Security professionals urge disabling Java on your PC, saying that the computer language has created an "open hunting season on consumers" for hackers.

Talking to Reuters, Jaime Blasco, Labs Manager with security firm AlienVault Labs recommended that consumers begin to disable Oracle's Java software after the recent discovery of yet another security flaw which allows hackers to exploit computers. Blasco said:

"Java is a mess. It's not secure. You have to disable it."

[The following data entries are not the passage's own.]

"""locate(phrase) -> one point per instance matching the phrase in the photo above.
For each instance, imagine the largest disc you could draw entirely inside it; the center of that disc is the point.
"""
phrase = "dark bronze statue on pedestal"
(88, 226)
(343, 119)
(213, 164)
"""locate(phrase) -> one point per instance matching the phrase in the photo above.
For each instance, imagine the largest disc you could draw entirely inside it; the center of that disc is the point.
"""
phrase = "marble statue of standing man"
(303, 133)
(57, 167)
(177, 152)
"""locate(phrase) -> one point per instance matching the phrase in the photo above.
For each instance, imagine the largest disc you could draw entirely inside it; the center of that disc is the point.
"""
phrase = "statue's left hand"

The computer language is widely installed on over 850 million PCs around the world. First released by Sun Microsystems in 1995, the computing platform is backbone technology which allows consumers using Microsoft's Windows PCs or Apple's MACs to run a number of processes including online games and Internet browsing. Java runs through plugins and modules on Internet browsers including Internet Explorer and Firefox.

However, it is not just Blasco who has concerns over the software's security. HD Moore, Rapid7's chief security officer -- a firm which assists businesses in identifying vulnerable elements in their infrastructure -- believes that Java has made a number of devices, including anything running on Mac OS X, Linux or Windows, vulnerable to attack.

Moore compared Oracle's Java to "open hunting season on consumers," who are being targeted more often by a host of cyberattacks, including malware and phishing scams. A number of toolkits, freely released on the web, are also of concern -- as many include software which can be used to exploit such security flaws. Therefore, if you have not already done so, you are advised to disable any modules in your browser which relate to the software.

Recently, another zero-day vulnerability was discovered in Java 7 Update 10, which is simply the latest security flaw to be exposed within the computer language. The exploit, verified by AlienVault labs, is currently in the wild and continues to be exploited.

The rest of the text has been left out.